The Brewers now have a top-half minor-league system in MLB and one with ample depth. One could make a compelling case to add guys like Zach Davies, Josh Hader, Michael Reed, Clint Coulter, Taylor Williams, Kodi Medeiros, or even Demi Orimoloye to this top-10 list. If Nathan Kirby proves healthy this fall, he’ll also threaten to jump into the top 10. It perhaps still lacks the star power of an Astros and Cubs systems in their respective primes, but those featured multiple top-five draft picks — something the Brewers have not had to this point, and something they will likely add in 2016.

Overall, if you’re looking for three key takeaways from this trade deadline season, they are thus:

  • The Milwaukee Brewers understood their organizational weaknesses and worked diligently and creatively to address those deficiencies. For example, the addition of Mike Fiers to the Gomez trade — amongst rumors that he was borderline unavailable — increased the quality of the upper-level prospect package the squad got in return. No one can accuse the front office of refusing to trade players with multiple years of team control remaining.
  • Despite the desire to nitpick the returns the Brewers received for the various trades, the industry consensus is that Milwaukee did well to acquire the pieces they did. I talked to a handful of scouts and front-office types about the Brewers’ trade season, and each of them generally had positive impressions. A couple much preferred the Wheeler/Flores package to the one Houston offered. One would’ve liked to see the Brewers grab a second prospect in the Parra deal, while another didn’t like Malik Collymore at all. Everyone has their own preferences. Broadly speaking, though, this trade deadline is seen as a quality step in the right direction for the franchise.
  • Doug Melvin continues to target players in Double-A or above when trading established big-leaguers for prospects. He’ll occasionally dip down into the lower levels — as he did with Marcos Diplan in the Gallardo trade — but the core pieces in any “sell” trade will almost certainly come from the upper levels of the minors. That’s by design, too, as players who have already successfully navigated the jump from High-A to Double-A should have a higher success rate when they try to jump to the majors. In this way, they’re not as “high-risk.” I think some ceiling is sacrificed in such moves, but the decision to target high-minors players makes logical sense.

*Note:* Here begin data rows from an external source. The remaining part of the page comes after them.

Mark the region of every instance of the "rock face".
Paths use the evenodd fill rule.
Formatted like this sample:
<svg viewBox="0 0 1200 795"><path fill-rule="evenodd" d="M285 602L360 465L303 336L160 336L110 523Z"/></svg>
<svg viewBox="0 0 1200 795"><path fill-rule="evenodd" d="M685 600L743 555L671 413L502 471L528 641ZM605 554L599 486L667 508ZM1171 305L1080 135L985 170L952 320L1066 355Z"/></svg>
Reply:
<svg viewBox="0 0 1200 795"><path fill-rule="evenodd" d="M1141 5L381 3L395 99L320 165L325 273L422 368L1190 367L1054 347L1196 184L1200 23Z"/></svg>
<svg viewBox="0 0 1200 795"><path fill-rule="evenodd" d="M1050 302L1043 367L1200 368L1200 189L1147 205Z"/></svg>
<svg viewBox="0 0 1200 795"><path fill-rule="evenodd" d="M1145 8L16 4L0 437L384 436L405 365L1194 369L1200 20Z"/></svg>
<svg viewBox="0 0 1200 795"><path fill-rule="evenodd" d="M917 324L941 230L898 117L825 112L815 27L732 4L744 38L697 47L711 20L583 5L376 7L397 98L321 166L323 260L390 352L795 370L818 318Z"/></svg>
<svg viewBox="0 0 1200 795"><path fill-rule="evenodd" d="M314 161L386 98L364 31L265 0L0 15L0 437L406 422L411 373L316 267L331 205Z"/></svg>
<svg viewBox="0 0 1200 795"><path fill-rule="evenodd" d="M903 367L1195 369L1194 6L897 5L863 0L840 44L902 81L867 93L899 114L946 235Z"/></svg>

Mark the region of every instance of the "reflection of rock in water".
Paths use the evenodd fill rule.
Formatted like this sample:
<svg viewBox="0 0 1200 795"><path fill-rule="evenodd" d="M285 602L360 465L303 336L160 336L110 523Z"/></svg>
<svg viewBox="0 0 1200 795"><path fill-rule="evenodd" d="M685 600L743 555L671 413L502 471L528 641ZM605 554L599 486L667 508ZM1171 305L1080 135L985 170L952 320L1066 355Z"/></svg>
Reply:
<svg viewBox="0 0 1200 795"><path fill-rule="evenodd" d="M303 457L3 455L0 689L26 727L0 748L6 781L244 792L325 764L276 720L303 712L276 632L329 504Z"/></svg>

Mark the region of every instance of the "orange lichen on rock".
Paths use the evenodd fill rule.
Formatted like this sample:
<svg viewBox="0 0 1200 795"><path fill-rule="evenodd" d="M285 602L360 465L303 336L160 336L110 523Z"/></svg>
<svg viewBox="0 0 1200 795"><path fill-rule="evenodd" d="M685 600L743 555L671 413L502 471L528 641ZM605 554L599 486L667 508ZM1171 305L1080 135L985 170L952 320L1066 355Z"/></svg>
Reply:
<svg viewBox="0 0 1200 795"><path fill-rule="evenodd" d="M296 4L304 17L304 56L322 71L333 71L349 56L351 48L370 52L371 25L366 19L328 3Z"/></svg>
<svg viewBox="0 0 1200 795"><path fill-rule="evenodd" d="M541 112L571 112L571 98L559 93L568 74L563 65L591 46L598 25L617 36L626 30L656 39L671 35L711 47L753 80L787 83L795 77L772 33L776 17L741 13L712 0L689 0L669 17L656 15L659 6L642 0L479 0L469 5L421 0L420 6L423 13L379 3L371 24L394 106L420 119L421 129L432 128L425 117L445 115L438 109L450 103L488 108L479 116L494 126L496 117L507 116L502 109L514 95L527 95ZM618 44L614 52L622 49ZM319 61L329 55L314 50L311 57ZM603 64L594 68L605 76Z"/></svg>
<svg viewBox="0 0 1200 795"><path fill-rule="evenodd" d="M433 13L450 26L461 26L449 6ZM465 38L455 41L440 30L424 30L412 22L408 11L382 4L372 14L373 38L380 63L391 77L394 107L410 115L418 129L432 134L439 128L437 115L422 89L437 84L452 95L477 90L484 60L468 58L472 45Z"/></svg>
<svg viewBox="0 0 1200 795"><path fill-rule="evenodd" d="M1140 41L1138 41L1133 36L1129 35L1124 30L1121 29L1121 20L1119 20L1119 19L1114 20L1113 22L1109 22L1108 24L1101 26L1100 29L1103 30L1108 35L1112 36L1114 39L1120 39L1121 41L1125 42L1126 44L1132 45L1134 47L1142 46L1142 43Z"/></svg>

This success of this trade deadline for the Brewers should not be judged on whether the prospects acquired pan out. Such a results-oriented approach lacks nuance, is filled with hindsight analysis, and misrepresents the decision-making process at the time of the trades. In my view, Brewers fans should be happy with the club’s actions at the trade deadline, as they moved the club in the right direction, and should expect more maneuvers and roster turnover this winter. For the first time in several years, it feels as if the organization is building toward something, rather than scrambling to hang on. That inspires hope and, really, that’s all Brewers fans have been craving over the past few seasons.